So here's the full history:
02:26: He adds it to the page
02:27: It gets reverted
02:48: He adds it back, takes screenshot for his post*
02:58: He adds it back (this was the time you posted)
09:53: Protected "Canon": Counter-productive edit warring
*We know the screenshot was taken immediately after he added it here, because the top right of the screenshot shows the "Surak" article was edited by Josiah Rowe 17 minutes ago. History shows Josiah Row edited Surak exactly once at 02:31.
a) It isn't a holodeck.
b) Similar technology displayed could realistically come about in our lifetime, so why not in Trek a hundred years in the future?
So, I have read all thirteen pages of this thread and this is my takaway:
There is a fighting simulation room on Discovery. It uses holographic technology for the targets, although the targets are much more advanced than the last time we saw Starfleet use holo targeting in Enterprise.
In TNG Geordie said "Wait until you see the holodeck" refering to the advances technology has made. This could imply that holodecks weren't around at all before that but in the light of DSC's simulation room I find it far more likely that the "incredible advances" line was at least in part reffering to advances within holo-tech and not its inception.

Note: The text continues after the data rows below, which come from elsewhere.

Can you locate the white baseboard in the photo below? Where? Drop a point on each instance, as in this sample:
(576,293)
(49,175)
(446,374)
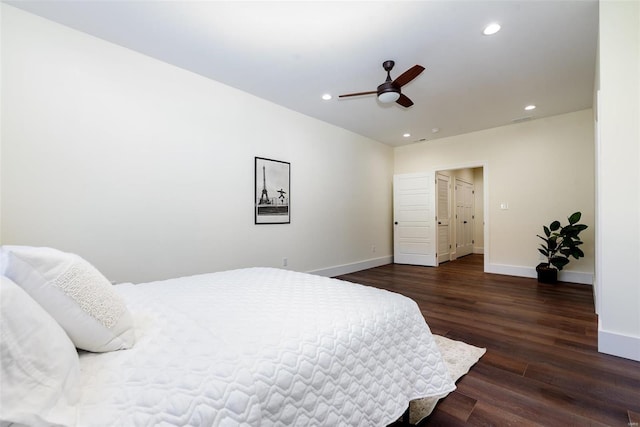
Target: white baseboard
(617,344)
(580,277)
(339,270)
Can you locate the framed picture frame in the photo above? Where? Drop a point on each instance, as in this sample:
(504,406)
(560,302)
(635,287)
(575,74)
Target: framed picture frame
(272,191)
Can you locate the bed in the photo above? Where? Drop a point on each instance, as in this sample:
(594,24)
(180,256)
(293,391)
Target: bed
(247,347)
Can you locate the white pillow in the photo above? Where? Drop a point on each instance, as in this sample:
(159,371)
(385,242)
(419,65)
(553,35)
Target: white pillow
(74,293)
(39,366)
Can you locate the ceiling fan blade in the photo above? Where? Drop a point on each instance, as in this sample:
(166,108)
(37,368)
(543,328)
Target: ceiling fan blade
(408,75)
(404,101)
(358,94)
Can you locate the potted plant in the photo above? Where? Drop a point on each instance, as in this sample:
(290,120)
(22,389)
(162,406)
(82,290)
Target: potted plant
(560,243)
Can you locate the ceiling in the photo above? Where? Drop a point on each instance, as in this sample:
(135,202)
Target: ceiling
(293,52)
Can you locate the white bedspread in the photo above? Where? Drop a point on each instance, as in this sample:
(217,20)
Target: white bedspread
(263,347)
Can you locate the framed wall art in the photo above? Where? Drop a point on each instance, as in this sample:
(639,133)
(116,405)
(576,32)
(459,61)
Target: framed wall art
(272,195)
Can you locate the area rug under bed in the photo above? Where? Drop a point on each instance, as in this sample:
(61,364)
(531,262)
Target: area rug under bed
(459,358)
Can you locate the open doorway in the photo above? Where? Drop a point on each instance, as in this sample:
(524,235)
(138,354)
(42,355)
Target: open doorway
(460,209)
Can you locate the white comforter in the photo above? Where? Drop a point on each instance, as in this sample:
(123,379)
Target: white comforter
(263,347)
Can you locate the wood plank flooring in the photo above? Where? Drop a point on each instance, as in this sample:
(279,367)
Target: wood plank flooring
(542,366)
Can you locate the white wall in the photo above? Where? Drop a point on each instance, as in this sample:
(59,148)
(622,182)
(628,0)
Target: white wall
(146,169)
(618,216)
(543,169)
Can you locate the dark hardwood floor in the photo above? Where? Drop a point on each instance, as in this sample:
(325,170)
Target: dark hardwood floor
(541,367)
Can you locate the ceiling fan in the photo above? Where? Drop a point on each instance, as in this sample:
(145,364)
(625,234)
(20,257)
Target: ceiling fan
(389,91)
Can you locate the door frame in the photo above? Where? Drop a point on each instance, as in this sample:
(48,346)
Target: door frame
(485,200)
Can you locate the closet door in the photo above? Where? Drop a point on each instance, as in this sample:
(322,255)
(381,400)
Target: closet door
(443,208)
(464,218)
(414,219)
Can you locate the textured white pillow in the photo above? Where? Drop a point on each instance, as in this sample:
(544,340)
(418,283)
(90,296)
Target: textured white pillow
(39,366)
(74,293)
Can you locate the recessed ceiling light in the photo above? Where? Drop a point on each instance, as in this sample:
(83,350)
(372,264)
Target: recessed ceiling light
(491,29)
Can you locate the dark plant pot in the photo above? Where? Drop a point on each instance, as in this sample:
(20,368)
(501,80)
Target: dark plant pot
(546,274)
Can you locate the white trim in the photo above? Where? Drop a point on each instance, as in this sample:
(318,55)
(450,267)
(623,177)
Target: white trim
(618,344)
(339,270)
(580,277)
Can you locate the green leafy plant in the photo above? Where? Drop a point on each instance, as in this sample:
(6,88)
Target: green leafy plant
(560,242)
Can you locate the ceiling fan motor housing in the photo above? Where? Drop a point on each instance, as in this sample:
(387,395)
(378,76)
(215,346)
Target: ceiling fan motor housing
(388,92)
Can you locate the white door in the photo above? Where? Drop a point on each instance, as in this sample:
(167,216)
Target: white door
(464,218)
(414,218)
(443,208)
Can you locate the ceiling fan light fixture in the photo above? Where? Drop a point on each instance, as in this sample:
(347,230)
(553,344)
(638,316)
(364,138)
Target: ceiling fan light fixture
(388,97)
(491,29)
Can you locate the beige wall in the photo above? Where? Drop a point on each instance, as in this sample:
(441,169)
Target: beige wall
(618,160)
(543,170)
(147,170)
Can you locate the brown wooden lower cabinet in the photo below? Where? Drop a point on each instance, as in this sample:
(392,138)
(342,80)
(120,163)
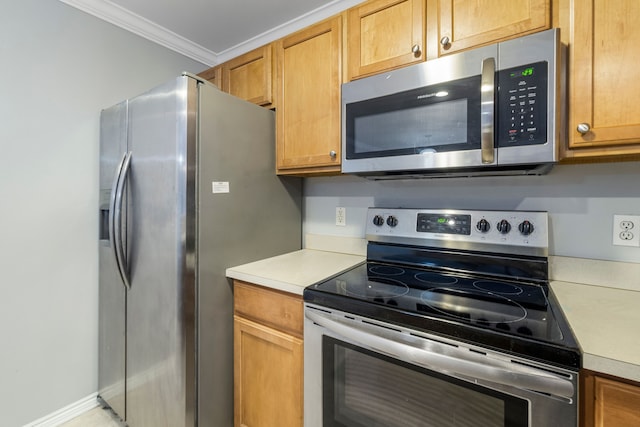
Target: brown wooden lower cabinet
(609,401)
(268,357)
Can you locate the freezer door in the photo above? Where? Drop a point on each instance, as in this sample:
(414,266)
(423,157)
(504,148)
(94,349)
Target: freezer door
(112,292)
(161,301)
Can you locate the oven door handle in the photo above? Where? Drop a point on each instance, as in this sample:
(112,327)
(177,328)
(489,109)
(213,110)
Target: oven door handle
(518,376)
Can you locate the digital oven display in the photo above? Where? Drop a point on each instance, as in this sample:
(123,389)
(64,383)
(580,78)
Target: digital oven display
(444,224)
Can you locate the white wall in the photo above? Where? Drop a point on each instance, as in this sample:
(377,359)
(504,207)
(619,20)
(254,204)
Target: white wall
(580,199)
(58,68)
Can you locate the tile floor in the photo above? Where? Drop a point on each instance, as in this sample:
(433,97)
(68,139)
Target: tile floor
(96,417)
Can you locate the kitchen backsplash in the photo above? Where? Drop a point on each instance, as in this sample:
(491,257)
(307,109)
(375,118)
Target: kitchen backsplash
(581,201)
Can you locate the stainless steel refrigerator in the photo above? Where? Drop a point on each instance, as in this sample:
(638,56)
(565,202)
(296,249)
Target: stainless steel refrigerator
(187,189)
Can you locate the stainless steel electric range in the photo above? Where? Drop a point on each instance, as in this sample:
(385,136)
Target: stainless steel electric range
(450,322)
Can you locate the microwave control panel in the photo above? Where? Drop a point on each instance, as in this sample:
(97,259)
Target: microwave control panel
(522,101)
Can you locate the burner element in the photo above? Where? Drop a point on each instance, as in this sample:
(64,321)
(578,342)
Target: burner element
(375,289)
(386,270)
(497,287)
(435,278)
(474,305)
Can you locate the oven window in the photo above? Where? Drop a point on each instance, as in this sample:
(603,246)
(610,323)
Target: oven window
(437,118)
(366,389)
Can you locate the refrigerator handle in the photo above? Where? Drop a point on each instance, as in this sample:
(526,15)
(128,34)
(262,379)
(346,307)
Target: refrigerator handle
(115,217)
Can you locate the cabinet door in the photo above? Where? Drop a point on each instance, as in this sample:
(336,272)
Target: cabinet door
(308,113)
(384,34)
(604,84)
(213,75)
(267,375)
(454,25)
(250,76)
(617,404)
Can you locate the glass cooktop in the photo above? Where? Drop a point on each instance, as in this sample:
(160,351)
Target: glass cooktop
(509,315)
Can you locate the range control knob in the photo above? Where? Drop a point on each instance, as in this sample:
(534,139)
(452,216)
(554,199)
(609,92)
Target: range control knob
(504,227)
(483,226)
(378,220)
(525,228)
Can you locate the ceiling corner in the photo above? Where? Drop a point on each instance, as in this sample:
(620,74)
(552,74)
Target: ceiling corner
(116,15)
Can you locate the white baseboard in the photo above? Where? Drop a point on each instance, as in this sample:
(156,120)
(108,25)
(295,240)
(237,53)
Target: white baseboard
(67,413)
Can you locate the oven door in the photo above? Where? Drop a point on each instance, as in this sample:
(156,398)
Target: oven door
(364,373)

Harry Kim said that in the movie-era there were no holodecks. That could be read as there being no holodecks on starfleet's ships (maybe because they pose to big a distraction) or (granted a bit more outlandish) there was a strong anti-holodeck movement that ultimately led to the banning of holodecks (because you'll get square... eh.... 3D eyes when you use the holodeck too often or sit directly in front of it). Alternatively we should consider what Janeway said immediately prior: "Romulans hiding behind every nebula. Even [...] Their ships were half as fast." The first statement is and obvious exaggeration. The Constitution class had a cruising speed of Warp 6 with a maximum speed of Warp 8. Voyager's maximum speed is Warp 9.975 and according to "Pathfinder" its average speed is Warp 6.2. Of course these are only two specific classes and maybe the rest of the fleet was a lot slower in the 23rd century but even the NX class had an average speed of Warp 5, so unless there were pretty much no advances in warp technology between ENT and the launch of the Constitution class Janeway's second statement has to be an exaggeration too so I don't think it is far fetched to assume that Kim's statement was at least in part exeggerated. Maybe holodeck's were around but only for battle simulations (until some "incredible advances" around the turn of the century were made) and that's what Kim meant.
People trying to turn nothing into something again I see. Bashir referred to a holodeck on a ship as a holosuite during episode Inquisition. They mean the same thing
BASHIR: So you beamed me out of my quarters into this holosuite when I was asleep.
SLOAN: I believe we allowed you a full hour.
Oh, you ain't ignoring your way out of the Memory Alpha editing, mate.